In order to get the Reddit comments, I use the Google Cloud Platform in order to retrieve data from a publicly availabe datasets of all reddit comments which are located here. In this section, I outline how to do so, and the steps that you have to take in order to port the data to your computer for analysis.
In this section, I use R in order to clean the comment data. I also use it to filter out bots using a list that I created, which is available here. I also filter out non-english subreddits from a list that I created, which is available here.
In order to derrive sentiment from the comment data, I use VADER(alence Aware Dictionary and sEntiment Reasoner) which is a "lexicon and rule-based sentiment analysis tool that is specifically attuned to sentiments expressed in social media" that is available in Python). The github repository for VADER is located here. In this section, I modify VADER's lexicon using R by adding domain specific sentiment terms that are relevant to my analysis. I used the Loughran-McDonald financial sentiment corpus which is available here
In addition to filtering out non-english subreddits (as I did in section 2), I also use langdetect, a port of Google's language detection library in python. Its github repository is here.
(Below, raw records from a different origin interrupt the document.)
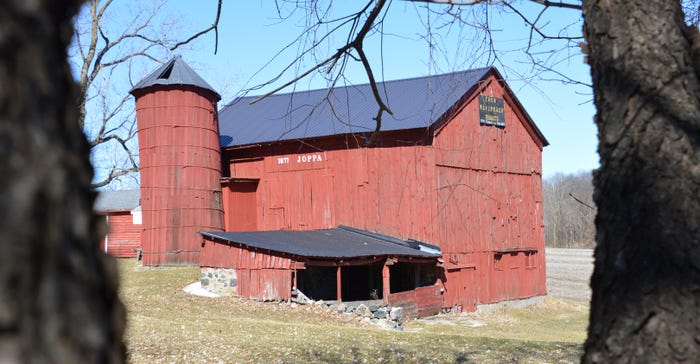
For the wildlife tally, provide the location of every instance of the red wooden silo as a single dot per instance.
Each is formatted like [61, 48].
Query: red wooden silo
[180, 163]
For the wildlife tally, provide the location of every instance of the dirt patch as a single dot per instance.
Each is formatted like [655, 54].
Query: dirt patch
[569, 273]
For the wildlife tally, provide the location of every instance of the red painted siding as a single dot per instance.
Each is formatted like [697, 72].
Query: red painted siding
[180, 171]
[123, 237]
[261, 275]
[473, 190]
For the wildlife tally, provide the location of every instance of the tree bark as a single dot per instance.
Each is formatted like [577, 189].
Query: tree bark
[58, 292]
[646, 282]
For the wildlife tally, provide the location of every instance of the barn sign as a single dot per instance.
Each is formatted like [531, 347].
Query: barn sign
[491, 111]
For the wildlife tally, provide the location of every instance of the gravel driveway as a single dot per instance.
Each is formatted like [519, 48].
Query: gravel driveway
[569, 273]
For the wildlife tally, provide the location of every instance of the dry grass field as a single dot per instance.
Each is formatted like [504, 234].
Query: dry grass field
[167, 325]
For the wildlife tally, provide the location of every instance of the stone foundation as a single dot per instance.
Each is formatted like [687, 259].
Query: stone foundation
[221, 281]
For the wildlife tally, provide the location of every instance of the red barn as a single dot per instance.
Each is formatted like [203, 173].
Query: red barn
[450, 195]
[122, 212]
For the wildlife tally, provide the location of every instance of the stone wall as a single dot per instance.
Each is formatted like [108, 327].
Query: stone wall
[221, 281]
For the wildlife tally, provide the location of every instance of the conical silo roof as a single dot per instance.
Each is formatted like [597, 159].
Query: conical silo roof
[174, 72]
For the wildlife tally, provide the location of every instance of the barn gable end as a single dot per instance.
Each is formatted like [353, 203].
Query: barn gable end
[437, 174]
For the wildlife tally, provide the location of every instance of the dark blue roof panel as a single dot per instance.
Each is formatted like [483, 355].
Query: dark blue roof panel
[174, 72]
[341, 242]
[415, 103]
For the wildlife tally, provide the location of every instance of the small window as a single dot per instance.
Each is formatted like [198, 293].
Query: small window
[530, 259]
[498, 261]
[514, 261]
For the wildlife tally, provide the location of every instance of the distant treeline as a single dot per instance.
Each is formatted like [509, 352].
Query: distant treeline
[569, 211]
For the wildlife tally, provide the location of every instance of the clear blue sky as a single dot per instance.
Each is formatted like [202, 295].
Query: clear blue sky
[250, 35]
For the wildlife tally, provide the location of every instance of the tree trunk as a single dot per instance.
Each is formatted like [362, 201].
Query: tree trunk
[58, 300]
[646, 282]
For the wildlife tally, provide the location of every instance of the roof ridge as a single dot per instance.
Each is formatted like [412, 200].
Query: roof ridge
[321, 89]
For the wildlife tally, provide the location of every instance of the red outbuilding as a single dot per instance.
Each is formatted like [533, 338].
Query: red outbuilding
[444, 209]
[122, 213]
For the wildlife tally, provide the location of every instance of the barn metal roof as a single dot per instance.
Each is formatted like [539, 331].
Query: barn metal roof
[415, 103]
[125, 200]
[174, 72]
[341, 242]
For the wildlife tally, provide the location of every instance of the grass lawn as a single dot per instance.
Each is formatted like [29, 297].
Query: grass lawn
[166, 325]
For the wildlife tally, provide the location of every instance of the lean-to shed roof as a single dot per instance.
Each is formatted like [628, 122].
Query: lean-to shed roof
[338, 243]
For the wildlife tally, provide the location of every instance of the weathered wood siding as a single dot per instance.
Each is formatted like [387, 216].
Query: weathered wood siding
[123, 236]
[180, 171]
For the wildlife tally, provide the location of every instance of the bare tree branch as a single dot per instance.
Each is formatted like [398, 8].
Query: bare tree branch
[214, 27]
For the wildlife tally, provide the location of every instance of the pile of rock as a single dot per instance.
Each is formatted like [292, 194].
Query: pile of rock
[380, 315]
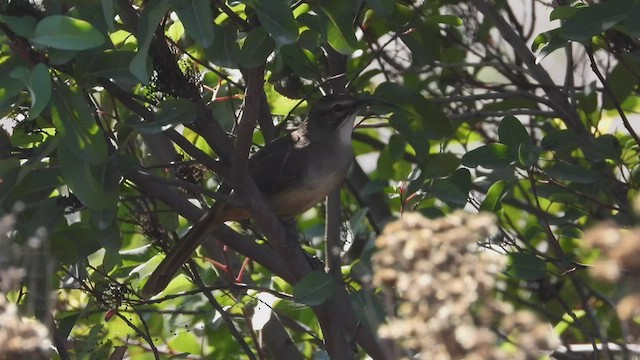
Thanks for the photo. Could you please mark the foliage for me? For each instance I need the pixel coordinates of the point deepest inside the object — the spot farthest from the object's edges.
(121, 116)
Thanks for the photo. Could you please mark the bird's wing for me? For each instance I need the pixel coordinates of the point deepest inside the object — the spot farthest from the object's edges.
(271, 167)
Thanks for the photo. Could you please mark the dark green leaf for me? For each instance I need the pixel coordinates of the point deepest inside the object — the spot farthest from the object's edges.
(67, 33)
(276, 17)
(607, 146)
(382, 7)
(225, 50)
(573, 173)
(340, 33)
(528, 155)
(512, 133)
(595, 19)
(197, 18)
(256, 48)
(493, 201)
(76, 126)
(38, 81)
(107, 12)
(74, 243)
(357, 221)
(632, 23)
(562, 12)
(491, 156)
(446, 19)
(454, 190)
(153, 12)
(170, 113)
(619, 83)
(396, 145)
(367, 308)
(300, 60)
(24, 26)
(448, 192)
(28, 186)
(10, 88)
(314, 289)
(546, 43)
(440, 165)
(560, 140)
(526, 266)
(109, 64)
(91, 183)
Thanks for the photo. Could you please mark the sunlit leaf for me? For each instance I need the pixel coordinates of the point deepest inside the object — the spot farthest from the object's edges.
(67, 33)
(314, 289)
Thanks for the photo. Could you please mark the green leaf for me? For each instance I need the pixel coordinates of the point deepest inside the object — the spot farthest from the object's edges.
(573, 173)
(562, 12)
(448, 192)
(197, 18)
(10, 88)
(75, 125)
(440, 165)
(490, 156)
(450, 20)
(30, 187)
(607, 146)
(546, 43)
(493, 201)
(107, 12)
(93, 184)
(618, 82)
(632, 23)
(67, 33)
(357, 222)
(38, 81)
(24, 26)
(416, 105)
(526, 266)
(340, 33)
(396, 146)
(154, 11)
(512, 133)
(108, 64)
(170, 113)
(256, 48)
(225, 50)
(314, 289)
(560, 140)
(382, 7)
(595, 19)
(453, 190)
(299, 59)
(277, 19)
(367, 308)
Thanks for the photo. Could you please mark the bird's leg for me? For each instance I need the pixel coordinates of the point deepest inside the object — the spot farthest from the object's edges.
(293, 240)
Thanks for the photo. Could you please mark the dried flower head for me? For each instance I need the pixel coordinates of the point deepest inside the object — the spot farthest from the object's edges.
(21, 339)
(445, 282)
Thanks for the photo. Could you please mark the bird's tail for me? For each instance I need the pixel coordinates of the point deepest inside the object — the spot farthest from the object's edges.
(179, 255)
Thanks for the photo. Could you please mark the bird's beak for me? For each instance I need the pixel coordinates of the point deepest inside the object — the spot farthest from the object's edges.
(377, 105)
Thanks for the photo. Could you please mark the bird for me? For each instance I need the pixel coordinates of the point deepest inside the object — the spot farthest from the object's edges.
(294, 173)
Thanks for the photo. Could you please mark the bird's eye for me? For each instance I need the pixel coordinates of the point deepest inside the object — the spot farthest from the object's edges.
(338, 107)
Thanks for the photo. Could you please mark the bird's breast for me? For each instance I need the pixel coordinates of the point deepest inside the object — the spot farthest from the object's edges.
(324, 174)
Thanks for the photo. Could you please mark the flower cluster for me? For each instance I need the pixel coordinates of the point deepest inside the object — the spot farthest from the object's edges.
(618, 263)
(442, 284)
(21, 339)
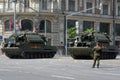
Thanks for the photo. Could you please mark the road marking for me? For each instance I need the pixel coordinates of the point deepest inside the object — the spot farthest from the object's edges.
(63, 77)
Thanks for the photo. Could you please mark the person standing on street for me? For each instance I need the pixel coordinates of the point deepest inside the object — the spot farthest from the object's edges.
(97, 51)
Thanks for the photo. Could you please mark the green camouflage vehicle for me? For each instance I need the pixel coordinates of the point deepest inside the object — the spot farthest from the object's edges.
(28, 45)
(82, 49)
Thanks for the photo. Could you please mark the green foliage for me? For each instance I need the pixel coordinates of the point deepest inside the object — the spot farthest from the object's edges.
(71, 32)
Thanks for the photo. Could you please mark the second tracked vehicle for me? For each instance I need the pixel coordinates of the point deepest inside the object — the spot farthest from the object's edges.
(28, 45)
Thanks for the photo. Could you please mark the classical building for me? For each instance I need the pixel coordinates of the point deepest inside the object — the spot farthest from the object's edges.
(48, 17)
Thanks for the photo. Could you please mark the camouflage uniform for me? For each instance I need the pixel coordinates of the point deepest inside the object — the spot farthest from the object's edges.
(97, 51)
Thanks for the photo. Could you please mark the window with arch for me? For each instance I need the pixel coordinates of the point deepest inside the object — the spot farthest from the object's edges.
(26, 25)
(9, 25)
(44, 24)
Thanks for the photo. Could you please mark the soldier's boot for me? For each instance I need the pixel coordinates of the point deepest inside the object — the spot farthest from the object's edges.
(97, 65)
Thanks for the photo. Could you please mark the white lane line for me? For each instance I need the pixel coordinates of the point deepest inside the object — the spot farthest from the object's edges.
(63, 77)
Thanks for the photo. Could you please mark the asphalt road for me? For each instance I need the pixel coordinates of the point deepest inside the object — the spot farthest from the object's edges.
(58, 68)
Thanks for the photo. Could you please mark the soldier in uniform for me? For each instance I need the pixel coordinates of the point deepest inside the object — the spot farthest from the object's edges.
(97, 52)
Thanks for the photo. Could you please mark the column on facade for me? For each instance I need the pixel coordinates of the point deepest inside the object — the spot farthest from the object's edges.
(80, 25)
(97, 26)
(111, 32)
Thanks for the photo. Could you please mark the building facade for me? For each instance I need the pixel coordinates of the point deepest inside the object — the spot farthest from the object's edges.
(48, 17)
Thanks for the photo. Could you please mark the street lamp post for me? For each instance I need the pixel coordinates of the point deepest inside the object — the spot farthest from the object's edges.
(74, 13)
(113, 10)
(15, 1)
I use this, in conjunction with parallel processing, to filter out non-english comments.
In this section, I use VADER and its modified lexicon (which I did in section 3) in order to classify the sentiment of the comment data, in conjuntion with parallel processing.
In this section, I group by date all the sentiment data that I have collected and merged it with bitcoin price data, which I downloaded from yahoo finance which you can find here.
Here, I transform my time series data so that it is stationary. I include a guideas well as examples of how to do so. I made functions that asses the stationarity of your data as well as a resource telling you how to interpret the results and what you should do in response to those results.
The model that I chose to forecast my data was vector autoregression, which are used for multivariate time series. I compared the results from my fitted model to test data as well as against a persistent model.